Copyright © Proteomics Standards Initiative (2018). All Rights Reserved.

This document and translations of it may be copied and furnished to others, and derivative works that comment on or otherwise explain it or assist in its implementation may be prepared, copied, published and distributed, in whole or in part, without restriction of any kind, provided that the above copyright notice and this paragraph are included on all such copies and derivative works. However, this document itself may not be modified in any way, such as by removing the copyright notice or references to the PSI or other organizations, except as needed for the purpose of developing Proteomics Recommendations in which case the procedures for copyrights defined in the PSI Document process must be followed, or as required to translate it into languages other than English.

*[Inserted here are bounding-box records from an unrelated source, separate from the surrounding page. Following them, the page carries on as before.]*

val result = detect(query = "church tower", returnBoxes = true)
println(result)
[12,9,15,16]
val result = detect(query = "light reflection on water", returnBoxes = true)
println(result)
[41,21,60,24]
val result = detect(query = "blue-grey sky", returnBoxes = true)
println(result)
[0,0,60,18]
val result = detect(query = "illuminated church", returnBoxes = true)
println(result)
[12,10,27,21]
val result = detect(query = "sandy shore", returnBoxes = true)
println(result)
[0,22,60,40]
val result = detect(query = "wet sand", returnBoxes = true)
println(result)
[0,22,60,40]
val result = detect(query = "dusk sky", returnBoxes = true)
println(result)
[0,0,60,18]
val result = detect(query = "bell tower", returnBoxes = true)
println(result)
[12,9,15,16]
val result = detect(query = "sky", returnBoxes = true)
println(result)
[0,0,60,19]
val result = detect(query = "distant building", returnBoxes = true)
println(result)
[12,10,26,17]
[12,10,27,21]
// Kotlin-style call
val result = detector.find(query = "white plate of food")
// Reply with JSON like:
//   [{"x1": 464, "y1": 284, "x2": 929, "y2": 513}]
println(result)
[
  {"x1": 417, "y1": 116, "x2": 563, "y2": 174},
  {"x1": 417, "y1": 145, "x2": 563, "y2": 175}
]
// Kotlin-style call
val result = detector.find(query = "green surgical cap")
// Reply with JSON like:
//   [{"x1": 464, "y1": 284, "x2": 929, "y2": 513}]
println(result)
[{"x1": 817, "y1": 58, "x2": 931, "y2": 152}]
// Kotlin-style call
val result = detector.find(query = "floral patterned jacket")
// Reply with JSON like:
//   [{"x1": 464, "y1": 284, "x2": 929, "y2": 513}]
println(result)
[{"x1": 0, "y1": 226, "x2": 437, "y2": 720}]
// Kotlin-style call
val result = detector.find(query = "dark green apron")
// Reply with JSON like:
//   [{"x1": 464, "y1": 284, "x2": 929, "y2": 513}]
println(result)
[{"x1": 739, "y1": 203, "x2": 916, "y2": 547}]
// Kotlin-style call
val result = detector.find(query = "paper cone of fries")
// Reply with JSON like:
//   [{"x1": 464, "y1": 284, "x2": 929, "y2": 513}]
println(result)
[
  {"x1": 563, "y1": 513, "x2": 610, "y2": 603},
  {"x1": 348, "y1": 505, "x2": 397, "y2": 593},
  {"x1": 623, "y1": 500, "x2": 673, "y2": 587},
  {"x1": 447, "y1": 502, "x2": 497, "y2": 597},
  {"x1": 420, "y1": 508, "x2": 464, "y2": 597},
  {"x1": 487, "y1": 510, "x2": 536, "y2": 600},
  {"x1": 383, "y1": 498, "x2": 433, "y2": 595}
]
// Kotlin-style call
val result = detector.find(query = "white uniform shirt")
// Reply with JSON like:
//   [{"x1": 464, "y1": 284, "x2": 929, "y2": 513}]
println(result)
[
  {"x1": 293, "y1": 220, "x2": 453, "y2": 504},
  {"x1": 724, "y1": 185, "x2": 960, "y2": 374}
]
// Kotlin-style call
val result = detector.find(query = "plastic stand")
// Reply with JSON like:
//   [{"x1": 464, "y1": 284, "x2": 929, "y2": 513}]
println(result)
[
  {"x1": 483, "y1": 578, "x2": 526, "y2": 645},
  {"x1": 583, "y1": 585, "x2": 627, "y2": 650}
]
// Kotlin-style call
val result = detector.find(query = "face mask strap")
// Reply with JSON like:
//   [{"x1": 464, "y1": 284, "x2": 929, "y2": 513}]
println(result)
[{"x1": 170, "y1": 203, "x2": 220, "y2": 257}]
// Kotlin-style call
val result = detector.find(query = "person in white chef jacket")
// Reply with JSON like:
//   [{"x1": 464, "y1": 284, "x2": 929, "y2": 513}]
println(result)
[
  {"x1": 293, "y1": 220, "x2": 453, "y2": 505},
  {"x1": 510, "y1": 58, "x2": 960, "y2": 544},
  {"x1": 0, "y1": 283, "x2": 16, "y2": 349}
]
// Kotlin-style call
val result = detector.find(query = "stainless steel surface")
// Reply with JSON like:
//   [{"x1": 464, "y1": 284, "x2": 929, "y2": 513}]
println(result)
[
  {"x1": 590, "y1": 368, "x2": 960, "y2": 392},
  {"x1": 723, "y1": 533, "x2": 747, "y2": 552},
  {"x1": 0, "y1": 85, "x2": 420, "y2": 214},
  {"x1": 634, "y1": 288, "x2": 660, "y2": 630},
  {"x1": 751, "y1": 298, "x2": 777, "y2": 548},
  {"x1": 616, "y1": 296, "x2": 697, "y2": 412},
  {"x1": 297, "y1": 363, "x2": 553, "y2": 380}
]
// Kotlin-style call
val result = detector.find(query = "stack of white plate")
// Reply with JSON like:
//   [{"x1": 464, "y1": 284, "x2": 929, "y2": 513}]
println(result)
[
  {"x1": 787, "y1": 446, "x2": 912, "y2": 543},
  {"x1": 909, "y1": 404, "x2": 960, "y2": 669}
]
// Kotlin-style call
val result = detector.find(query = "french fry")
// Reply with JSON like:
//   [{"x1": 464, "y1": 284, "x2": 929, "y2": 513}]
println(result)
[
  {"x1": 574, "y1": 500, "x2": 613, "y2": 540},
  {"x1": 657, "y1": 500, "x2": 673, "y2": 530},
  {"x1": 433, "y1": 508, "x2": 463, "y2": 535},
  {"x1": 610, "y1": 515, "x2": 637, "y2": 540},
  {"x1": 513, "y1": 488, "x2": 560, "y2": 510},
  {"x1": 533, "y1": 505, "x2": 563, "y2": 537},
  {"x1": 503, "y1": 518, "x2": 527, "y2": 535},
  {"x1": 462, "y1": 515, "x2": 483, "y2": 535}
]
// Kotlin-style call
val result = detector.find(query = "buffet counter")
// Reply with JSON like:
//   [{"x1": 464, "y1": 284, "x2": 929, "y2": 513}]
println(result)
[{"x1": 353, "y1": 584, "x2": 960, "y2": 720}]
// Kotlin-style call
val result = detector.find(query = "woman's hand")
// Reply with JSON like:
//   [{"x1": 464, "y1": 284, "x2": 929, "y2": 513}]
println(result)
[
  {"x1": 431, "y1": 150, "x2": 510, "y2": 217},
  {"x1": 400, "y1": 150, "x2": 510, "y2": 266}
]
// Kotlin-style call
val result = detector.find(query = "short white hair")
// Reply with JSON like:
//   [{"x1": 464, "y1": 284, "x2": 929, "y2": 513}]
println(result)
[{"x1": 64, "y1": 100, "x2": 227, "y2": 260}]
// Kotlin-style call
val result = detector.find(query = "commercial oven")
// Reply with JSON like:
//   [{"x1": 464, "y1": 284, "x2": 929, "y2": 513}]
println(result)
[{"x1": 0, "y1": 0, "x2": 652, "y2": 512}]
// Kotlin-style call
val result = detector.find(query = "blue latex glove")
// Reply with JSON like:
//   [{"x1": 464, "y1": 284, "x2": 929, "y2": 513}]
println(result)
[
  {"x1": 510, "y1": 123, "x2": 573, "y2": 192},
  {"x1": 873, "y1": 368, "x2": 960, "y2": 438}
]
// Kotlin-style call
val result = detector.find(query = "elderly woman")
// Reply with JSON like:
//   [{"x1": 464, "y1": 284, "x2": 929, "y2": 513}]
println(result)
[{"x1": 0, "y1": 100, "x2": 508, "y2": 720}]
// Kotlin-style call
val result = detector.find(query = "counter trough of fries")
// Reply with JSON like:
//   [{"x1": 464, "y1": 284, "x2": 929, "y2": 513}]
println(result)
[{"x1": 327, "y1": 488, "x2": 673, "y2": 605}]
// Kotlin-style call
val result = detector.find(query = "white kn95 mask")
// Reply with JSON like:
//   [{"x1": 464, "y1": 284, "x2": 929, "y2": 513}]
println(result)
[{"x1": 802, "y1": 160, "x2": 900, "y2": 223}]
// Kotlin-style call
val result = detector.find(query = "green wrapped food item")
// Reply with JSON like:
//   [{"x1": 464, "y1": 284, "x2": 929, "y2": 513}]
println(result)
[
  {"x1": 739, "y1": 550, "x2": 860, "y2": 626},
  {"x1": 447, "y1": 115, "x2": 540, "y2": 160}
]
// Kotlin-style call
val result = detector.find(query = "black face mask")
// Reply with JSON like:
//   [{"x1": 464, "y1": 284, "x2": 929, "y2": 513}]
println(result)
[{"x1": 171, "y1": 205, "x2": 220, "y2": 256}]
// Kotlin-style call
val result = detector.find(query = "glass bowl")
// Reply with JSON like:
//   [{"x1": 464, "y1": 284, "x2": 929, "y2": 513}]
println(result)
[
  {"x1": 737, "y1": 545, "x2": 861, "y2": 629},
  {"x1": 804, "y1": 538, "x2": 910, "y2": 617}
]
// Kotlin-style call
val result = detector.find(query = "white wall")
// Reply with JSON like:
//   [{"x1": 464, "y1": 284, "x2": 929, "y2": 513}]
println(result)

The limited permissions granted above are perpetual and will not be revoked by the PSI or its successors or assigns.

This document and the information contained herein is provided on an "AS IS" basis and THE PROTEOMICS STANDARDS INITIATIVE DISCLAIMS ALL WARRANTIES, EXPRESS OR IMPLIED, INCLUDING BUT NOT LIMITED TO ANY WARRANTY THAT THE USE OF THE INFORMATION HEREIN WILL NOT INFRINGE ANY RIGHTS OR ANY IMPLIED WARRANTIES OF MERCHANTABILITY OR FITNESS FOR A PARTICULAR PURPOSE."